Intel would not release details on the effort or say which PC and consumer original equipment manufacturers are supporting it. "This is a cross-industry group focused on interoperability," says Frank Spindler, VP of Intel's corporate technology group. The Fall Intel Developer Forum will be Sept. 9 to 12 at the Convention Center in San Jose, Calif.
To date, PC makers have coalesced around 802.11b as a preferred home networking technology because of its rapidly falling prices, reasonable 1- to 2-Mbps bandwidth, and relative ease of installation. Consumer companies, however, have generally favored wired 1394 links, which provide the hundreds of megabits per second needed for streaming media and have content-protection schemes in place. The gulf between the two camps presents "issues we will clearly address," says Anthony Ambrose, a director in Intel's communications group.
The Intel initiative comes at a time when consumer-focused companies such as Philips Semiconductors and Pioneer Corp. have expressed eagerness to leverage the falling prices of 802.11b for home networking.
"We've been pretty public about the need to accelerate broadband network adoption and accelerating the growth of the digital home" as one way to do that, Ambrose says. At the Spring Intel Developer Forum, Louis Burns, general manager of Intel's desktop platforms group, said the company would spearhead work toward interoperable home networks.
The initiative is perhaps the broadest of several announcements in the pipeline for next month's Intel Developer Forum.
Intel will detail new efforts in networked storage, rolling out a variety of products for network-attached storage and storage area networks, including silicon that supports the emerging iSCSI standard with TCP offload features. Separately, Intel will disclose modifications to its Xscale processor that enhance its wireless networking capabilities.
The company will also reveal new backers for its emerging PCI Express interconnect scheme, presumably major communications original equipment manufacturers supporting the Advanced Switching variant of the interconnect under development for use in routers and switches. Other presentations will detail the quality-of-service and multimedia underpinnings of Express and give an update on progress defining so-called revolutionary form factors for Express devices. Express is a gigabit-class serial technology meant to succeed PCI.

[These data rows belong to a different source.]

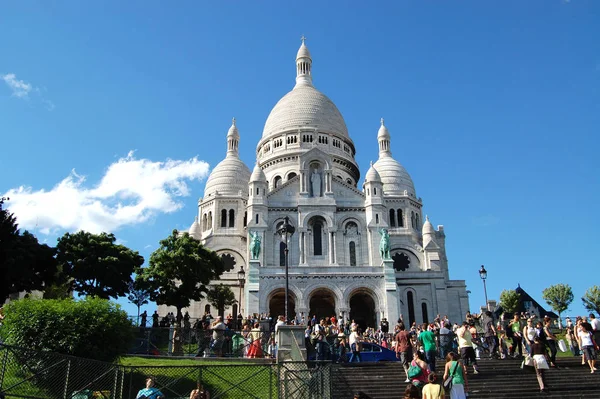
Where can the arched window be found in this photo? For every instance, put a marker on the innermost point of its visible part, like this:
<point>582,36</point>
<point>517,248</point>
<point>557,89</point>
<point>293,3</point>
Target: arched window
<point>224,218</point>
<point>317,239</point>
<point>400,218</point>
<point>424,311</point>
<point>281,253</point>
<point>411,308</point>
<point>352,253</point>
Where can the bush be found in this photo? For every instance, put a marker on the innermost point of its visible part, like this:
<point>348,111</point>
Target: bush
<point>91,328</point>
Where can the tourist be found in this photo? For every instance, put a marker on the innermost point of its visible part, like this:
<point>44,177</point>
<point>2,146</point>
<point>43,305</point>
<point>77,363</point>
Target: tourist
<point>255,350</point>
<point>465,345</point>
<point>455,369</point>
<point>403,348</point>
<point>540,361</point>
<point>516,327</point>
<point>433,390</point>
<point>587,345</point>
<point>551,341</point>
<point>150,392</point>
<point>199,392</point>
<point>355,341</point>
<point>427,340</point>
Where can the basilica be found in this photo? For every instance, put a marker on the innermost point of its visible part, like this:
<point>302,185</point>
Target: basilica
<point>306,171</point>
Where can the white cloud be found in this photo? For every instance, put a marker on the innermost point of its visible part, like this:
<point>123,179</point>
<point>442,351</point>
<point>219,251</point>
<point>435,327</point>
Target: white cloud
<point>19,88</point>
<point>131,192</point>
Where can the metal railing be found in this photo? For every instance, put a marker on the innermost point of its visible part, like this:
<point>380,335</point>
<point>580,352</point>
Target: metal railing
<point>29,374</point>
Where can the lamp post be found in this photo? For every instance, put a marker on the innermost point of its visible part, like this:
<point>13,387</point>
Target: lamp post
<point>483,275</point>
<point>286,231</point>
<point>242,280</point>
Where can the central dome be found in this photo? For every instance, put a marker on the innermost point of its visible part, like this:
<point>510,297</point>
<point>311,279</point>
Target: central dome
<point>305,107</point>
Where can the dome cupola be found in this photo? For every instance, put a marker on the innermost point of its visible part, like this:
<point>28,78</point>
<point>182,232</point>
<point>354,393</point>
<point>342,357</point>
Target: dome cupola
<point>394,177</point>
<point>231,175</point>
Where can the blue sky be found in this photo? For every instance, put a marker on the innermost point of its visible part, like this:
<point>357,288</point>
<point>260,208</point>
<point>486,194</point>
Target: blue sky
<point>112,113</point>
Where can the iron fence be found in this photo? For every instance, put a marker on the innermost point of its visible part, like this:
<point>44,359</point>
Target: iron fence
<point>42,375</point>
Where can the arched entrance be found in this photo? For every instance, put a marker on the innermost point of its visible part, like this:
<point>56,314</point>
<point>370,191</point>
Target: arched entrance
<point>277,304</point>
<point>362,310</point>
<point>322,303</point>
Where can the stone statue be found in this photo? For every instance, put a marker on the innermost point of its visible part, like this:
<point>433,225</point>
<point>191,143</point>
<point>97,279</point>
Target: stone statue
<point>254,244</point>
<point>384,244</point>
<point>315,180</point>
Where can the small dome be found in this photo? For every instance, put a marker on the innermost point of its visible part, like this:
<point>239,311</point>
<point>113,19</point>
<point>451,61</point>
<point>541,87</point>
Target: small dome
<point>195,230</point>
<point>229,177</point>
<point>383,132</point>
<point>304,107</point>
<point>233,132</point>
<point>428,227</point>
<point>303,52</point>
<point>258,175</point>
<point>394,177</point>
<point>372,175</point>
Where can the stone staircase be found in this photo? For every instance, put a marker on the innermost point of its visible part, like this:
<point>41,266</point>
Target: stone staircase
<point>497,379</point>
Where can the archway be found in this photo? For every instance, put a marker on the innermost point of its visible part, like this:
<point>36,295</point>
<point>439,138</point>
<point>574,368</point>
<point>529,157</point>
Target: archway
<point>277,304</point>
<point>322,303</point>
<point>362,310</point>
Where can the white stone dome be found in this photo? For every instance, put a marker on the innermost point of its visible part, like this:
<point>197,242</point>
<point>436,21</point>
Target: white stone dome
<point>394,177</point>
<point>229,177</point>
<point>304,107</point>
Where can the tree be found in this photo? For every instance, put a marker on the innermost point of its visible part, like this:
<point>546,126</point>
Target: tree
<point>25,264</point>
<point>509,300</point>
<point>180,271</point>
<point>558,296</point>
<point>95,265</point>
<point>221,296</point>
<point>138,295</point>
<point>591,299</point>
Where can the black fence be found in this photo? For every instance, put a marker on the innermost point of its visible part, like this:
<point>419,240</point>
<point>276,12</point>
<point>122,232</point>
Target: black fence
<point>41,375</point>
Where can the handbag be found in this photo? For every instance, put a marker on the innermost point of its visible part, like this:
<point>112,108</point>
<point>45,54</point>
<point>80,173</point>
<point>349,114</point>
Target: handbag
<point>528,361</point>
<point>414,372</point>
<point>448,381</point>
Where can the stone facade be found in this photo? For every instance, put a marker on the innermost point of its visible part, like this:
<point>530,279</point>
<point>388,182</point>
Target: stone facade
<point>305,170</point>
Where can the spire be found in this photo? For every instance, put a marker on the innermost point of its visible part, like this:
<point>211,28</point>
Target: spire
<point>303,65</point>
<point>383,137</point>
<point>233,140</point>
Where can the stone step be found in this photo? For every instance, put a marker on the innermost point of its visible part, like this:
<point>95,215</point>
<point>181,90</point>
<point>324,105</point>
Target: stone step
<point>497,379</point>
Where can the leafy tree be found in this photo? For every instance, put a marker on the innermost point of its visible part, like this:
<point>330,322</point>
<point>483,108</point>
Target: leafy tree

"Our sessions on PCI Express have been some of the best-attended sessions at IDF," Spindler says.
Intel is also expected to provide some news on a number of its processors, including projections for its first 3-GHz Pentium 4 chip; details about Banias, its first processor designed specifically for notebook computers; and information on Madison, the mid-2003 follow-up to its current 64-bit Itanium 2 CPU for servers and workstations.
On the final day, the company will reprise its focus on R&D efforts, a popular track started at last spring's forum. Intel will discuss its plans for 90-nm process technology slated for introduction next year and will provide a progress report on its lab work in extreme ultraviolet lithography, nanotechnology, silicon photonics, and networks of sensors.
At the conference, Intel will unveil a draft specification for Serial ATA II, a new variant of the hard-disk drive interface. It will also release version 3.0 of the Accelerated Graphics Processor interconnect for implementing AGP 8x links to graphics chips and cards. It's expected to be the last iteration of AGP before a transition to PCI Express.
The Fall Intel Developer Forum will devote an entire track to Infiniband, an interconnect that has been under assault since Intel canceled its Infiniband product plans and startup Banderacom Inc. announced significant layoffs. "Infiniband is clearly something that's important for us in the data center to cluster servers," Ambrose says.
Intel is trying out new international venues for the Intel Developer Forum and plans to hold its first conferences in Moscow and Mumbai, India, this fall. Intel held conferences in six locations last spring, gathering more than 10,000 developers. About a third of the attendees come from the communications industry.